Review of Big Eyes

Big Eyes (I) (2014)
touching drama
1 January 2015
Warning: Spoilers
Tim Burton's touching dramatization of the relationship of Margaret and Walter Keane almost works but somehow the dramatic arc seems arbitrary and we must accept the developments in their story as much from what the characters announce about themselves as from what we see enacted emotionally. Essentially, the husband is what we might call a pathological liar and the wife is one of the most gullible and trusting people who ever lived.

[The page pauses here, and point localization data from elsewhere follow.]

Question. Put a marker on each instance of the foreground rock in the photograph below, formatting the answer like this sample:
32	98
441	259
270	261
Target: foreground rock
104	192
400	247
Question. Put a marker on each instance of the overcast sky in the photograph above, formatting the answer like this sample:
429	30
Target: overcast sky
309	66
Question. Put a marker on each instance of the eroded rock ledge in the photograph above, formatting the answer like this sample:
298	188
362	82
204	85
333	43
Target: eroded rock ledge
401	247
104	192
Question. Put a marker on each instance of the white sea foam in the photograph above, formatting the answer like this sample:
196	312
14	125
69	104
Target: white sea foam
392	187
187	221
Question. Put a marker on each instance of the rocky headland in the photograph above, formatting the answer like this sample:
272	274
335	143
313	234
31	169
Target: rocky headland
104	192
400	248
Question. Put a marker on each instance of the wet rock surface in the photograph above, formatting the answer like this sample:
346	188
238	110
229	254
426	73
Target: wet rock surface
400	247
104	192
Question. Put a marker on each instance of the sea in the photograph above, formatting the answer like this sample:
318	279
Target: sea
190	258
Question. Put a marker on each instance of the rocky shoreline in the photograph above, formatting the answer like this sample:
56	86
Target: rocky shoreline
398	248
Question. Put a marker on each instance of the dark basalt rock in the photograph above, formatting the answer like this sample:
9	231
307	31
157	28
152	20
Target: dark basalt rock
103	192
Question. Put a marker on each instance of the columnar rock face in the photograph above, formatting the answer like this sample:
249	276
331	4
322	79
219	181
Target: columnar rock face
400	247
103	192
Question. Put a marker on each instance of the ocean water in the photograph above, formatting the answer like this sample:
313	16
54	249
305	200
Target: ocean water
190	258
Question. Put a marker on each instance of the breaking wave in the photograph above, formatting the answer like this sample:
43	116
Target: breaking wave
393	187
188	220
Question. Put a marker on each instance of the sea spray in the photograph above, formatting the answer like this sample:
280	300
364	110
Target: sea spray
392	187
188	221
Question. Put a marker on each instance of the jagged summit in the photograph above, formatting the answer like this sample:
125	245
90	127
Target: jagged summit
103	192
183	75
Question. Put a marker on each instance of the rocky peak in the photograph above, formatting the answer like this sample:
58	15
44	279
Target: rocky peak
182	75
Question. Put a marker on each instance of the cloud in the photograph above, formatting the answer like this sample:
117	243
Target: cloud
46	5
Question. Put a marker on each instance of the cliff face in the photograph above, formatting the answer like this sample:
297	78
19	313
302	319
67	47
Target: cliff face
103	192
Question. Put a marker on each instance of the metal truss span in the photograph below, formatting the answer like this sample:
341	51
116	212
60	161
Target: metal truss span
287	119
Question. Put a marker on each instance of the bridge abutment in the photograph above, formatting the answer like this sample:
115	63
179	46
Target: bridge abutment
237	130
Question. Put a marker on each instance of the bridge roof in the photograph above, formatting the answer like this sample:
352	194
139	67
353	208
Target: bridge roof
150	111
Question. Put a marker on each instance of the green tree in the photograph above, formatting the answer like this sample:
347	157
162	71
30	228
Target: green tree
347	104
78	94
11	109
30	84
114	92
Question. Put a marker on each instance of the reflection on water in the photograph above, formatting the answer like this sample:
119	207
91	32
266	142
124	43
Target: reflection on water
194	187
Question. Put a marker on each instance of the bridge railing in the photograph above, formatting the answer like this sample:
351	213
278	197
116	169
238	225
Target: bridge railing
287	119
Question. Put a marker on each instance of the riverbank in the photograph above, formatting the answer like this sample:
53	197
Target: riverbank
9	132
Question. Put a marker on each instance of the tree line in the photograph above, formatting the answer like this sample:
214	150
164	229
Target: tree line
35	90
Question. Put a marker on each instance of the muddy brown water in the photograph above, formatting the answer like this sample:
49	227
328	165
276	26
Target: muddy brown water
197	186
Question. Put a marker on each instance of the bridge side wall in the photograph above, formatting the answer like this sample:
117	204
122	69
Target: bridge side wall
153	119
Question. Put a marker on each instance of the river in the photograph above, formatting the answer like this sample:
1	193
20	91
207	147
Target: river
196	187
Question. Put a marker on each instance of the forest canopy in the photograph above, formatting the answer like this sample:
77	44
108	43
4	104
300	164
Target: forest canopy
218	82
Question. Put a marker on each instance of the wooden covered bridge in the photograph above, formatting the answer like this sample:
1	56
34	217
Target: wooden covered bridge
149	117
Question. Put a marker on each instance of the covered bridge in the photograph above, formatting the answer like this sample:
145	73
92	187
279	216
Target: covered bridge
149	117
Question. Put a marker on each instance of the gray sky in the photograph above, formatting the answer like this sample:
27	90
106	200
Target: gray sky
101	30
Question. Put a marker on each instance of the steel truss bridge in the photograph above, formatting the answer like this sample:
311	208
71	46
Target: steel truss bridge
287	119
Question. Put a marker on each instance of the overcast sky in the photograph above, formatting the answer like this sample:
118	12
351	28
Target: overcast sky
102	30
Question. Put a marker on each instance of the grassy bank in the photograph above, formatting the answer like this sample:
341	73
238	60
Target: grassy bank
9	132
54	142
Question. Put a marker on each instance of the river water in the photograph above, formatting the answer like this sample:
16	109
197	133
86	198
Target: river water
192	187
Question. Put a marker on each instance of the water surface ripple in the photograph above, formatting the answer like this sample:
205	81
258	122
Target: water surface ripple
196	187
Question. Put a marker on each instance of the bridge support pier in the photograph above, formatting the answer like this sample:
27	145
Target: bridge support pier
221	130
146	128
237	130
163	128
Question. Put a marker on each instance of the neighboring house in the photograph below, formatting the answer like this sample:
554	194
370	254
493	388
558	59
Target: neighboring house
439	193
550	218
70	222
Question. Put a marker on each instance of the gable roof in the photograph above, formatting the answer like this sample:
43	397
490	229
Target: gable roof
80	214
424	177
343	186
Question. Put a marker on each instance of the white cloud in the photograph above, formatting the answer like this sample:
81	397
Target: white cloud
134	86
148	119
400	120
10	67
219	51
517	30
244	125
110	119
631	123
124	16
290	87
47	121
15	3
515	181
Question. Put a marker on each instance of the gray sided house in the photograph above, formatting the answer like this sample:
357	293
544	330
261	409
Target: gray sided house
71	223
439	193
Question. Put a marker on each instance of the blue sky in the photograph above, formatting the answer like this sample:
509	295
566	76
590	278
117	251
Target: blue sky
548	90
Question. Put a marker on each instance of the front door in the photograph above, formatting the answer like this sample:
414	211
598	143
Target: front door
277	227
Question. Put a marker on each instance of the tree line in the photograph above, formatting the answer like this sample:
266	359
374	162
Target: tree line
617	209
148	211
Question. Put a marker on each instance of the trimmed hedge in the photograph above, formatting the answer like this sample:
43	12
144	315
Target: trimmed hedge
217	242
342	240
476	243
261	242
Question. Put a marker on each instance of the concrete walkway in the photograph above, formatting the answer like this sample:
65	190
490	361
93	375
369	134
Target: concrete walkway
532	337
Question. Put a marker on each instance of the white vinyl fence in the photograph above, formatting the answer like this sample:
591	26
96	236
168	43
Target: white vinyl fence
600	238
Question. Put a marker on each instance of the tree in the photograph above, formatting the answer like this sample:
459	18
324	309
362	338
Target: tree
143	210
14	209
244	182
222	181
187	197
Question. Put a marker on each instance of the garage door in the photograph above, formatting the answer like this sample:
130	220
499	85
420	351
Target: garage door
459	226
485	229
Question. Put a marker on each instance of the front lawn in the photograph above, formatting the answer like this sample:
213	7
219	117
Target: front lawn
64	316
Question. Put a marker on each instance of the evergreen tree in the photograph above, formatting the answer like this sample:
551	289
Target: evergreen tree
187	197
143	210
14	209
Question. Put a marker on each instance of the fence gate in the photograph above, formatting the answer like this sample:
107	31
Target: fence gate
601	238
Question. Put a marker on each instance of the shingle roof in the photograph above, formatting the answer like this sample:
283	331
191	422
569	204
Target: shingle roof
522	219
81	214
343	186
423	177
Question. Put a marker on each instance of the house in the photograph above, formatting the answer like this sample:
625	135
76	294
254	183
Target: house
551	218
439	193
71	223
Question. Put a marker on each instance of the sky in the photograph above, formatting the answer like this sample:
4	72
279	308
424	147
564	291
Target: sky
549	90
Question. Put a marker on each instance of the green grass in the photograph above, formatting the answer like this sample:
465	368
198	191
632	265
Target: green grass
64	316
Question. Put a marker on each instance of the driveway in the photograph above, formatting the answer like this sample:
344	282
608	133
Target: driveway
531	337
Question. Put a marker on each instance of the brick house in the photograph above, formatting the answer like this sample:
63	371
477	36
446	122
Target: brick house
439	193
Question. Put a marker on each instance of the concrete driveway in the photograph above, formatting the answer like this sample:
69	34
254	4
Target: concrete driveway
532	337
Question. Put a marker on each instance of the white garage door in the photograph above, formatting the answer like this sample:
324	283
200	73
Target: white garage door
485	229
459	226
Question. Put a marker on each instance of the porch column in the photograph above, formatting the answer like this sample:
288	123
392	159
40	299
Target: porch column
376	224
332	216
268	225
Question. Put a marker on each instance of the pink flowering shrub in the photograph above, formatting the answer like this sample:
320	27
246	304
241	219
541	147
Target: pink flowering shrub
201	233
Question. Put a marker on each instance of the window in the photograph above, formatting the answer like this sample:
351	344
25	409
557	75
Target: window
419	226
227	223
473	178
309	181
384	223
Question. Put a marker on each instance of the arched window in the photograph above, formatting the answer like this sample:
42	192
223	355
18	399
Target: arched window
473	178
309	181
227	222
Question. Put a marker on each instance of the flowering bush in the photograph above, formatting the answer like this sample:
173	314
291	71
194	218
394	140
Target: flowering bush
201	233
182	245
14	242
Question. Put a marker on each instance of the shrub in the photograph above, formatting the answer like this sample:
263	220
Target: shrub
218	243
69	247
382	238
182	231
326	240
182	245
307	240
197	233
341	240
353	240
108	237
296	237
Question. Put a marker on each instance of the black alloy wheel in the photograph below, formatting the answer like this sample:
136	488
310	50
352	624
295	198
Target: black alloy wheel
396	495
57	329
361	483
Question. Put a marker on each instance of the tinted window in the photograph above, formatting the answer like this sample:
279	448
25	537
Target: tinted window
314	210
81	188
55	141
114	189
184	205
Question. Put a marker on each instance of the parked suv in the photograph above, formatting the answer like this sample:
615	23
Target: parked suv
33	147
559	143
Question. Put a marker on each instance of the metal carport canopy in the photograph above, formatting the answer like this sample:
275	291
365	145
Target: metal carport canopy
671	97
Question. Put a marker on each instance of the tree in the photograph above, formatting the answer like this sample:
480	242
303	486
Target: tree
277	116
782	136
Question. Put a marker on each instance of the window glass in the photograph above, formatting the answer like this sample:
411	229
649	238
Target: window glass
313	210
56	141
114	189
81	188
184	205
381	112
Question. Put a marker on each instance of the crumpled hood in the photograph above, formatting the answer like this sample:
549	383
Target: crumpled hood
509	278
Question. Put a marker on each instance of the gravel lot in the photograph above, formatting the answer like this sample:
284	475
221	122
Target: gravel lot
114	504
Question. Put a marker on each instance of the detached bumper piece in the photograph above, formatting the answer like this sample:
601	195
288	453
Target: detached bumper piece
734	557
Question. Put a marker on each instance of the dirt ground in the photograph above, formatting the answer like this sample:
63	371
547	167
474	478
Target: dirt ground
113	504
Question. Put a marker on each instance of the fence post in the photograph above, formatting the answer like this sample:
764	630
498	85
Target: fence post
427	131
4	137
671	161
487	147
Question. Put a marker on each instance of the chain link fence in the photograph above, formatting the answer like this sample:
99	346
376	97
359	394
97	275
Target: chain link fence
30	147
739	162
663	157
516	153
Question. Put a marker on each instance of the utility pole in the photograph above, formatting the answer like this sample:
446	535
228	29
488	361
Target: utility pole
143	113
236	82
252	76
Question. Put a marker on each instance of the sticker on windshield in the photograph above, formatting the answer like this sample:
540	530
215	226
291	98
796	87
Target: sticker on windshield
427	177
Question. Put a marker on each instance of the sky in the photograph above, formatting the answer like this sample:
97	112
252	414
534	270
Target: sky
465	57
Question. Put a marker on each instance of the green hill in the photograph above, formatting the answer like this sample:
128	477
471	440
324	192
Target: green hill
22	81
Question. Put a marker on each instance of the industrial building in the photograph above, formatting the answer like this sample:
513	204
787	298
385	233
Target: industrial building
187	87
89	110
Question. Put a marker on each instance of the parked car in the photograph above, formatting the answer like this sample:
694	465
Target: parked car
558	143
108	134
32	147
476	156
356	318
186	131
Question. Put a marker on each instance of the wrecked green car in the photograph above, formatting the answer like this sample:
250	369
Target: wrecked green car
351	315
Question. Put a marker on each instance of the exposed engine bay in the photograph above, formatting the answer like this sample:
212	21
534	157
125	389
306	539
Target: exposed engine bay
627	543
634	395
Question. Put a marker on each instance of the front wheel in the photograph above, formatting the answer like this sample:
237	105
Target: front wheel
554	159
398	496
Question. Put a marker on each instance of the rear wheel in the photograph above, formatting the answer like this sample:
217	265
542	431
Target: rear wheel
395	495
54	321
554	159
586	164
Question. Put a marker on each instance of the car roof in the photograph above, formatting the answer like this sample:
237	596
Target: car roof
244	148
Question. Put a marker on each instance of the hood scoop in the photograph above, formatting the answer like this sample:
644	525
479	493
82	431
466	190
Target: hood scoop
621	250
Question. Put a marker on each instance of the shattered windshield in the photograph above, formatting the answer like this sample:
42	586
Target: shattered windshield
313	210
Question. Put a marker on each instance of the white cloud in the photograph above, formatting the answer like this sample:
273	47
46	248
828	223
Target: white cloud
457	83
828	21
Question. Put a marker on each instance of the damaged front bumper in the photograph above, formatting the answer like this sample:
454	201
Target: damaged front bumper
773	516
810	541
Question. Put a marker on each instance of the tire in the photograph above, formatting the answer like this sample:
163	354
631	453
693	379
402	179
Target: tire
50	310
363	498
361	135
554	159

The shy, self-effacing art school graduate Margaret Ulbrich specialized in painting portraits of children with big, sad eyes which she would sell at street fairs for pocket change. When she walked out on her husband in 1958 to make a new life for herself and her daughter in San Francisco, she met and married the aggressive Walter Keane, a real estate broker who pretended to be a Sunday painter but was actually a plagiarist with marketing skills who took over the marketing of Margaret's works and sold them under his own name, first on canvas and then as mass produced posters, becoming a well-known purveyor of mid-20th-century kitsch who, as his character claims in the film, inspired Andy Warhol.

Amy Adams is appropriately choked up and tremulous as Margaret but Christoph Waltz is an odd choice for Walter. For starters, the character is as American as the Great Plains but Waltz cannot entirely obliterate his Austrian accent; it colors his every utterance. Then, his theatrical mannerisms make him seem more like someone with Multiple Personality Disorder than a mere Jekyll-and-Hyde, as his wife describes him at one point. Waltz entertains us, and we are conscious that we are seeing a bravura performance, but we are not getting the human being named Walter Keane.

Burton makes very good use of the singularly appealing Terence Stamp as John Canaday, a highbrow New York Times art critic who lambasts the Keane oeuvre in print, leading to a confrontation at a cocktail party - a fire and ice moment and a high point of the film.

The film leaves a touching, but light impression, much like the big-eyed paintings at its center.